В доме Марья Васильевна застала непорядок. Еще накануне она набрала в палатке цветастого ситцу и за недосугом не успела спрятать его в сундук. Наташа развернула сверток и, закутавшись в ситец, крутилась перед зеркалом. Пестрый ситец, в белых ромашках и синих васильках, туго облегая Наташу, подчеркивал нежную стройность ее фигурки. «Будто маленькая женщина! — восхитилась Марья Васильевна, и на миг у нее мелькнуло: — Хорошо бы и впрямь сшить Наташе нарядное платье!.. Рано! — одернула она себя. — Девчонка! Порвет, испачкает, и вся недолга. Придет пора, все ей достанется!». И она строго сказала:

— Будет выставляться-то! Модница!

— Ой, мне так идет!.. — Наташа, повернувшись спиной к зеркалу, гибко изогнулась, ловя свое отражение в пыльной, мутной глади.
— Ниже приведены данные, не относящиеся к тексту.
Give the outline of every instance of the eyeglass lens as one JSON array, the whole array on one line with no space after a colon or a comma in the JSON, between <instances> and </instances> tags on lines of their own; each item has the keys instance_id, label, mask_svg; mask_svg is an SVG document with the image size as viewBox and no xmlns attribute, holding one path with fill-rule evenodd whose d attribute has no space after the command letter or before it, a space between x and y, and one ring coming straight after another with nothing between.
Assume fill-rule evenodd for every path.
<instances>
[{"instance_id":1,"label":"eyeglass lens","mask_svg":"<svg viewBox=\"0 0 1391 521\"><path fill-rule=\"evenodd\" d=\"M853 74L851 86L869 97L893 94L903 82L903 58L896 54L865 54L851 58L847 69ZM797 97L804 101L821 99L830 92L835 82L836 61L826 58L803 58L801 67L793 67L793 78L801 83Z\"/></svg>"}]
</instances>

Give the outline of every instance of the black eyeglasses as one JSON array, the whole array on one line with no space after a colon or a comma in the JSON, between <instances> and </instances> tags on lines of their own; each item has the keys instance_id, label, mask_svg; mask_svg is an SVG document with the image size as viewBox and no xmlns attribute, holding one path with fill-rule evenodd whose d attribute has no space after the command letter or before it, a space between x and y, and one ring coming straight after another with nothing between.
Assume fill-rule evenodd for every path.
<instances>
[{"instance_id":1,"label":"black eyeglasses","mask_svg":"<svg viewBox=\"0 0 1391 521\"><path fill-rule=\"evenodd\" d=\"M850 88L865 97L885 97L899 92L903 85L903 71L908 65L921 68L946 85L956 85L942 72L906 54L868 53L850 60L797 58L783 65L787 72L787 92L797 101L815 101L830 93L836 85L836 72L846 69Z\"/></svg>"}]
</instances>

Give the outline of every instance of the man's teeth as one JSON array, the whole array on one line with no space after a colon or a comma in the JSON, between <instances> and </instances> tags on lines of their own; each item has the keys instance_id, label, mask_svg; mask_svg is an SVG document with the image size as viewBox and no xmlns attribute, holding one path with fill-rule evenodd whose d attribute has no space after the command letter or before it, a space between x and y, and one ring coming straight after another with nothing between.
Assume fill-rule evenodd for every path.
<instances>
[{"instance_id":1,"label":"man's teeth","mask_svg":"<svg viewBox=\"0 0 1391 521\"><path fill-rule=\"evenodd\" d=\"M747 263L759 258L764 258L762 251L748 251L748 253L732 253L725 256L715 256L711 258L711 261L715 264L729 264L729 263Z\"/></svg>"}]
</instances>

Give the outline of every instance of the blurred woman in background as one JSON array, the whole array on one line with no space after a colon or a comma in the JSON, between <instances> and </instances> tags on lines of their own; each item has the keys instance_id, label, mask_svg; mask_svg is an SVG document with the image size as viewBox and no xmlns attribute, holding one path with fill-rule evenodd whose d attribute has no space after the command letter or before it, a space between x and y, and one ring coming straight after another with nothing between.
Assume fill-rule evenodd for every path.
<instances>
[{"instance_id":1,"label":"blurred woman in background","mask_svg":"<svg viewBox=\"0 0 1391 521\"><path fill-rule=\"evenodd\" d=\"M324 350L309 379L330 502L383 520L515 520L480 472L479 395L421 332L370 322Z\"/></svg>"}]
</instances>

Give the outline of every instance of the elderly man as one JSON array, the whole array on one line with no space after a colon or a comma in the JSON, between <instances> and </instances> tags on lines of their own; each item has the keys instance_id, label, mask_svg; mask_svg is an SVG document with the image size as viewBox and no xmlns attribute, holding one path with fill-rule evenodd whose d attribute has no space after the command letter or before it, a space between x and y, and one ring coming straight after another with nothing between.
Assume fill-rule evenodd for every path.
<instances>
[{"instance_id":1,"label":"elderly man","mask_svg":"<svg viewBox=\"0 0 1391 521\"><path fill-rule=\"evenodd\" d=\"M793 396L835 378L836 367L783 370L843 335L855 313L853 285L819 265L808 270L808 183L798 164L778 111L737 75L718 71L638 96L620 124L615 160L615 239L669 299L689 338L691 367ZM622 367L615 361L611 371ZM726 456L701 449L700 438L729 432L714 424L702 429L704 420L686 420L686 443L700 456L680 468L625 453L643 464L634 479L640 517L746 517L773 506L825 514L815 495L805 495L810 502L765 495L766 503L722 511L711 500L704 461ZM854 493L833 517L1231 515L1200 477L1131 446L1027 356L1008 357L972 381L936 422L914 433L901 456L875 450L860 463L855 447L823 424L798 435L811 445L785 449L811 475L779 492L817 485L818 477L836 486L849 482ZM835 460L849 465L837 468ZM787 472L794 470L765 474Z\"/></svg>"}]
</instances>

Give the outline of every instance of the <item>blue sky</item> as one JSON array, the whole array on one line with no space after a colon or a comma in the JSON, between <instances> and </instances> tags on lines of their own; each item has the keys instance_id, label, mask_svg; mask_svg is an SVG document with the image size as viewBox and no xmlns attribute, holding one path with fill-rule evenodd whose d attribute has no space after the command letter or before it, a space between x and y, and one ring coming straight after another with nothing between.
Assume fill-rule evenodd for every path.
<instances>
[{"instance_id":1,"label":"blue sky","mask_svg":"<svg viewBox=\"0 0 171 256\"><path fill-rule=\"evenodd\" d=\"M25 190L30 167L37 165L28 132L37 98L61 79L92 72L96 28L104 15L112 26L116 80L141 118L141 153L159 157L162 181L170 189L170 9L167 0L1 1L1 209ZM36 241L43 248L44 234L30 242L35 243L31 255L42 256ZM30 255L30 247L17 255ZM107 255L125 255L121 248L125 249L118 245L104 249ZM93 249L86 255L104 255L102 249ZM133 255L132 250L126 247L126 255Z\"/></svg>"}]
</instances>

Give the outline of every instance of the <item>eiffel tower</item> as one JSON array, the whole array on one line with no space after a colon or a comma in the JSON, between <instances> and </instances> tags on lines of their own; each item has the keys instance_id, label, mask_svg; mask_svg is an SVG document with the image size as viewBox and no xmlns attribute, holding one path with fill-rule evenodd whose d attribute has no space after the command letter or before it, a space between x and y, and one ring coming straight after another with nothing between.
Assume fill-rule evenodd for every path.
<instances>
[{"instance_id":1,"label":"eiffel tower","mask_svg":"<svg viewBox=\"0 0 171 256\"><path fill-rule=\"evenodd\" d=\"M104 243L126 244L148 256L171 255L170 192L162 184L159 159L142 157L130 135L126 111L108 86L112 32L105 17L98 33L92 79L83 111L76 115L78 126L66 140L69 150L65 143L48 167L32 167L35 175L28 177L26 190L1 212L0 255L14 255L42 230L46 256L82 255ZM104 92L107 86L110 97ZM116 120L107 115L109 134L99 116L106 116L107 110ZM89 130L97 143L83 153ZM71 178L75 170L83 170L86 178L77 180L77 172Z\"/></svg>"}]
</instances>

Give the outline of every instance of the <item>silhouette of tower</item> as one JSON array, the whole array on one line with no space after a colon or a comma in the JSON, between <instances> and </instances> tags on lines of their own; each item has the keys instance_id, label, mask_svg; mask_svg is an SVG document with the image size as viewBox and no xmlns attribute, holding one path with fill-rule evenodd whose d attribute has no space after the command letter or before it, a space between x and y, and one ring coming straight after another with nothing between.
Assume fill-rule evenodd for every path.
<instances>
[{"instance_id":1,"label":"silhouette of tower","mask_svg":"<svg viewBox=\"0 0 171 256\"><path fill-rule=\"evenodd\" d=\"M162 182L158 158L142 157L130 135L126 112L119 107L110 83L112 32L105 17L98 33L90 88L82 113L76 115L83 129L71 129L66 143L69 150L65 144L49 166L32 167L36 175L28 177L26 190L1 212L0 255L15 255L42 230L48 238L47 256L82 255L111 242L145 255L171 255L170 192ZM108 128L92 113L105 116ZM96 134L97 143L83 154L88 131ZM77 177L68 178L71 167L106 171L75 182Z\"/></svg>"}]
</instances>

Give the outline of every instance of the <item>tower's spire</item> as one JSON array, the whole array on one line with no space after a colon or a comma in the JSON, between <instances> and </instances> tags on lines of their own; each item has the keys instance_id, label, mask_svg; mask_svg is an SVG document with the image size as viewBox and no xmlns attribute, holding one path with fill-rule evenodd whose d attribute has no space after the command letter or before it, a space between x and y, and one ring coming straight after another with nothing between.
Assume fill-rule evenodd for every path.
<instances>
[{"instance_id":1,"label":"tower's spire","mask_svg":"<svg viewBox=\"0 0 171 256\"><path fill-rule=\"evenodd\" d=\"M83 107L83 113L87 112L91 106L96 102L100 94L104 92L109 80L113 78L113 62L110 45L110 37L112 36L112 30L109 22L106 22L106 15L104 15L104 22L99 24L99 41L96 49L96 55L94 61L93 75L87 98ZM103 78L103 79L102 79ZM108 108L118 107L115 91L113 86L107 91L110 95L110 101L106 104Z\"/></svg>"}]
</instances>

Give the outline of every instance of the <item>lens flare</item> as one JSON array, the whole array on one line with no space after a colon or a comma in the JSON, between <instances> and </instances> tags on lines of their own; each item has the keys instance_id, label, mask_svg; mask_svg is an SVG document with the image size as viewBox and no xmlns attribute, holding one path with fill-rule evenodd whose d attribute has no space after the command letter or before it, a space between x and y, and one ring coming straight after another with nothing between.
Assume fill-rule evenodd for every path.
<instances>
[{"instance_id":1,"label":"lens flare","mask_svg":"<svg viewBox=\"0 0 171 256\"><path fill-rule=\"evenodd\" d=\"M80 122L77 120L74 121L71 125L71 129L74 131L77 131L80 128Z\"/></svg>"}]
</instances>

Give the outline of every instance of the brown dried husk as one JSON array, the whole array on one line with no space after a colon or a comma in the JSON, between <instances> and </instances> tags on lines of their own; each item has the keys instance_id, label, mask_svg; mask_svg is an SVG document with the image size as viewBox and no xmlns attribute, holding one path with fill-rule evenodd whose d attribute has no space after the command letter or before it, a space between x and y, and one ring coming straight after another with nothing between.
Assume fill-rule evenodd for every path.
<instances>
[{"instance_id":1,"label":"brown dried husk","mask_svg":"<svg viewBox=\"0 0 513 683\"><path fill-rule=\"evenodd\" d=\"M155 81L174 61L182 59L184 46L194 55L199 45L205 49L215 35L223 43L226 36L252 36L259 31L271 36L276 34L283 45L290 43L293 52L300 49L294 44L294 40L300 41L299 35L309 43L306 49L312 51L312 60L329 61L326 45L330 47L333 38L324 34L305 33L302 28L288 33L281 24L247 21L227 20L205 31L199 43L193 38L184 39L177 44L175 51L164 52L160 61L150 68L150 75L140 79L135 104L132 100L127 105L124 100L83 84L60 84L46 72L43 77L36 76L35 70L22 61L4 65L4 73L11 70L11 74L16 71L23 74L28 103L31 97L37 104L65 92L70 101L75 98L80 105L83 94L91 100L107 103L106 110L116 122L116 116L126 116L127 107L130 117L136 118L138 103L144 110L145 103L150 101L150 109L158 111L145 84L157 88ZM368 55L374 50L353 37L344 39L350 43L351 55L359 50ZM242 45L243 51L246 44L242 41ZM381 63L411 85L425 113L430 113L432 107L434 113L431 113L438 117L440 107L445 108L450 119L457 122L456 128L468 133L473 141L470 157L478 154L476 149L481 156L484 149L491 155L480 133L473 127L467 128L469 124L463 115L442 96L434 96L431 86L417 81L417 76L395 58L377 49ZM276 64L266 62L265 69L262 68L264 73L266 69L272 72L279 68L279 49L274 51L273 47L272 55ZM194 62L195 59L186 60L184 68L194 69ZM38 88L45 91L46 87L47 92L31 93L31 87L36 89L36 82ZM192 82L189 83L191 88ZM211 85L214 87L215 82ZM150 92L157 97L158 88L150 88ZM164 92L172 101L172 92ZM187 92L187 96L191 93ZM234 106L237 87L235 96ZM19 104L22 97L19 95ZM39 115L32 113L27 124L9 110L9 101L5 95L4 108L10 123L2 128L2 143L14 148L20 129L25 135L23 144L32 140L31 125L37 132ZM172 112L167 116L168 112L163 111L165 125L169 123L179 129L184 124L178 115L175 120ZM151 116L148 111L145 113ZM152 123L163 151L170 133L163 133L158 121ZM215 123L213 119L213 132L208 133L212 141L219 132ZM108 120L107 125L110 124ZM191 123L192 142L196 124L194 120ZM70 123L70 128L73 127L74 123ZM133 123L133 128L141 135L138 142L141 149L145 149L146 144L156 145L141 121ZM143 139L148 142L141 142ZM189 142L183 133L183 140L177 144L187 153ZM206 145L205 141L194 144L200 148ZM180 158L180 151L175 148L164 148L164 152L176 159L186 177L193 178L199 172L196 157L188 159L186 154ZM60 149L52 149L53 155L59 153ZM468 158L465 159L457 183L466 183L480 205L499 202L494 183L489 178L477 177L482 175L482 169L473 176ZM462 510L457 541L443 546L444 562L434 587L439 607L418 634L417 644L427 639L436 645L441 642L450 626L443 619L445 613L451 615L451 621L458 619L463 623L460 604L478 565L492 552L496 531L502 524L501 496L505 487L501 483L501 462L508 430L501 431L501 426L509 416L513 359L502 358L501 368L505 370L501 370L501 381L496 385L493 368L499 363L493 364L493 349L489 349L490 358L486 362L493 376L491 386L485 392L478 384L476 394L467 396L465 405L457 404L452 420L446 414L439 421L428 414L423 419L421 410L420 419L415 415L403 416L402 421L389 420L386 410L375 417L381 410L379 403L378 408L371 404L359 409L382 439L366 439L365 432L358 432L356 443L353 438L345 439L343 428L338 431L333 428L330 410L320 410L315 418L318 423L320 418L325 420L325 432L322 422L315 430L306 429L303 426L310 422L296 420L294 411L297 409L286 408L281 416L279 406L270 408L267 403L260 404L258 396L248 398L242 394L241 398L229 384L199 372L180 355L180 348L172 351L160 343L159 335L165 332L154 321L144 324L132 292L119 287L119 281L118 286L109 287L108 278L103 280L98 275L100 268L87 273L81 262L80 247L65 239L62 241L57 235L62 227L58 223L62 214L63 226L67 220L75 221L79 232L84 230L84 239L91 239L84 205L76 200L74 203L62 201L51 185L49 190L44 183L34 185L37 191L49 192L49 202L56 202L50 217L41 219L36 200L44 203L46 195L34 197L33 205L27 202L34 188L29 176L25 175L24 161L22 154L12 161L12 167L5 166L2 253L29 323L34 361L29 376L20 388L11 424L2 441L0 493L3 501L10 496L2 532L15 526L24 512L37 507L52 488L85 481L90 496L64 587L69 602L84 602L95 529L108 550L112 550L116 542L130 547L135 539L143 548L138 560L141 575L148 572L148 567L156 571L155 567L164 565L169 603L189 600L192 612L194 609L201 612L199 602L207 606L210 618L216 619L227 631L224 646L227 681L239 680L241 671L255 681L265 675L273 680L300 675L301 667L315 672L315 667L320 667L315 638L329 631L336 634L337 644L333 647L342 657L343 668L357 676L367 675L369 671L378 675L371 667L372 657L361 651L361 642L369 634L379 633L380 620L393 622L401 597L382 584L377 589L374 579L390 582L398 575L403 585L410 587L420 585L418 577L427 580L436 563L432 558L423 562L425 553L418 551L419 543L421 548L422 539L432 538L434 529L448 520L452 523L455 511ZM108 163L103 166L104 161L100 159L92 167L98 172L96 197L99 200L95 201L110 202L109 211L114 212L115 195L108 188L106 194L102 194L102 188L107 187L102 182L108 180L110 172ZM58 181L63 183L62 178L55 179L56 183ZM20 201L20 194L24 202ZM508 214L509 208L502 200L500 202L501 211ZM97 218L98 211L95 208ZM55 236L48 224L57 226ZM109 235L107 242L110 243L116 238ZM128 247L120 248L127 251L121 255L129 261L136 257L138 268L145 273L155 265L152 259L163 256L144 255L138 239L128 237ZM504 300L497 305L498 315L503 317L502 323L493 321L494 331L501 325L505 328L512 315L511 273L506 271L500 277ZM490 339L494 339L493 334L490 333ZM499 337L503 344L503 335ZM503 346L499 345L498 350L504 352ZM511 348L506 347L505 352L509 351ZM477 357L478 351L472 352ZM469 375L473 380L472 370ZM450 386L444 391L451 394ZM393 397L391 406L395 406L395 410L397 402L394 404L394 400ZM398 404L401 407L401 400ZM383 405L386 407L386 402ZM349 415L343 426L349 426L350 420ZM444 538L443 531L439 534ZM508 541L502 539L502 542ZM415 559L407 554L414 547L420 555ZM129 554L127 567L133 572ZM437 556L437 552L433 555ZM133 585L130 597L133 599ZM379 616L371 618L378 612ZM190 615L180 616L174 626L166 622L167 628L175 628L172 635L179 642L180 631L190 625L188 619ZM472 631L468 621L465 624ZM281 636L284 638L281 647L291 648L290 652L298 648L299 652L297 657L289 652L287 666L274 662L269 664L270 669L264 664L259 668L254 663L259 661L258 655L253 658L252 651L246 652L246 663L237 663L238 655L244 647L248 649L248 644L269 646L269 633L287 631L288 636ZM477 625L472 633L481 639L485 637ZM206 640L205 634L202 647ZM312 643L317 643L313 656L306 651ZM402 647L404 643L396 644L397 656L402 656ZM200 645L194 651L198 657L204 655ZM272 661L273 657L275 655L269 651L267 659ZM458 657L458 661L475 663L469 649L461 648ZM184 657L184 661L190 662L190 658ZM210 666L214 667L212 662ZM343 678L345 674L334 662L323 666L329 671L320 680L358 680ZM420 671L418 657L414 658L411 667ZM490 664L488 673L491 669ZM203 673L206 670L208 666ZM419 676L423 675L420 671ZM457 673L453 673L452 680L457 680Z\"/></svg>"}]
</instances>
— Не о том думаешь. Тоже, барышня!

— Я о многом думаю, мама! — неожиданно серьезно и строго сказала Наташа и посмотрела в глаза матери.

Конечно, хорошо бы показаться Женьке в новом, красивом платье, а не в обычном, выгоревшем, коротеньком, едва до колен, которое она носила вот уже третье лето! Но сейчас не до того…

— Ладно, — не глядя на дочь, резко сказала Марья Васильевна, она угадала ее намерение. — Недосуг мне с тобой! — Она взяла ситцевую ткань за конец, смотала, стянула ее с дочери и бросила в сундук.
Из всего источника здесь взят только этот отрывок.